Aladore collated on Juxta.

Aladore collated on Juxta.

Clicking on a witness listed on the “Comparison Set” pane (left) changes the base text.  The selected base text will appear in the lower right “Source” pane.  The upper right pane can be switched between “Collation view” or “Comparison view” (i.e. Heatmap or Side-by-side in Juxta Commons terminology, as described in the previous post) using the tabs on the bottom of the pane.  Clicking on a word in Collation pane will move the source text and highlight the selection in the Source pane.

5) Choose one of the source texts to edit (I used Aladore 1914).  Then, click “Edit” in the lower right corner of the Source pane.  This allows you to edit the text, but nothing is saved until you click “Update.”

6) Now, I scroll through the text on the Collation pane (I prefer to use the “Comparison view”) and decide which errors need to be edited in the base text.  I click on the highlighted errors in the Collation pane (if using Comparison view, make sure you click on the side representing your base text or it will switch the Source pane).  This brings up the corresponding spot in the Source pane to edit.  If the correct reading is not obvious, I quickly check the original page image (I have the directory open with thumbnails and a preview window so they are easy to reference).

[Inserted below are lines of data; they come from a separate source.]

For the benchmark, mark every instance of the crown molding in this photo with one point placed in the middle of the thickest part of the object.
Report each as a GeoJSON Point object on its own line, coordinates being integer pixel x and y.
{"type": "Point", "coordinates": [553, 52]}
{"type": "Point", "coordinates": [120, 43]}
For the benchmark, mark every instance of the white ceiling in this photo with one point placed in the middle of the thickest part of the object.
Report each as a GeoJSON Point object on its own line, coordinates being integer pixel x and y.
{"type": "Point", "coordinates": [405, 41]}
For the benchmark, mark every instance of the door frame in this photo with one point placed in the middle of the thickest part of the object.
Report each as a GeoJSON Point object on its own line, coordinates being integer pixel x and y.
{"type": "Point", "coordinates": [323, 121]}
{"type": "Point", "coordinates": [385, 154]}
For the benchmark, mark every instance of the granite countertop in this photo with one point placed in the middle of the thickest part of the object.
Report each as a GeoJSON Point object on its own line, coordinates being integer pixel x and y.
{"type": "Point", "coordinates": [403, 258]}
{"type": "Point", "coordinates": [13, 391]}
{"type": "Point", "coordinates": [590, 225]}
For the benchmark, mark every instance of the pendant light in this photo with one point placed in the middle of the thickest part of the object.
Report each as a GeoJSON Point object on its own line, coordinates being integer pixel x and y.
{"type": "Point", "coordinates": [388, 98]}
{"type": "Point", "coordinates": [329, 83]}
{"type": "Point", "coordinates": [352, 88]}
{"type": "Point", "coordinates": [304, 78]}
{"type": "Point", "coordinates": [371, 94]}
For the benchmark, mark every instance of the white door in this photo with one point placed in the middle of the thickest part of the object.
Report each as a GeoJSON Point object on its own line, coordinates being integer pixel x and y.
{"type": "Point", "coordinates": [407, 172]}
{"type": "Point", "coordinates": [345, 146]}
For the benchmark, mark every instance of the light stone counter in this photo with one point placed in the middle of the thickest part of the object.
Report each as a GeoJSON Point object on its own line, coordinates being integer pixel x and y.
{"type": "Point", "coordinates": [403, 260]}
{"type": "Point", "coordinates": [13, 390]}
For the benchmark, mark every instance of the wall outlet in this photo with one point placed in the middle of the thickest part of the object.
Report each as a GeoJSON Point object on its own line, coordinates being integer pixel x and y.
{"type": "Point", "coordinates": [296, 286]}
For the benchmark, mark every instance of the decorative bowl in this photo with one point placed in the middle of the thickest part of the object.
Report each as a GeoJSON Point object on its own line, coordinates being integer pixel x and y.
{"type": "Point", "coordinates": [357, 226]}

7) When finished working through the entire collation, click “Update” on the lower right corner of the Source pane and save the edited text with a new name.

8) Click on the new text in the Comparison Set pane.  Then, click File > Export Source Document.  This saves a text file of the new witness.

Done!

This little activity caught a lot more errors than I expected!  In particular, the 1914 text had “b” instead of “h” in many places.  There was also many misplaced periods in random locations.  The interface is a little cumbersome for editing in this way, but I definitely think it is a useful tool.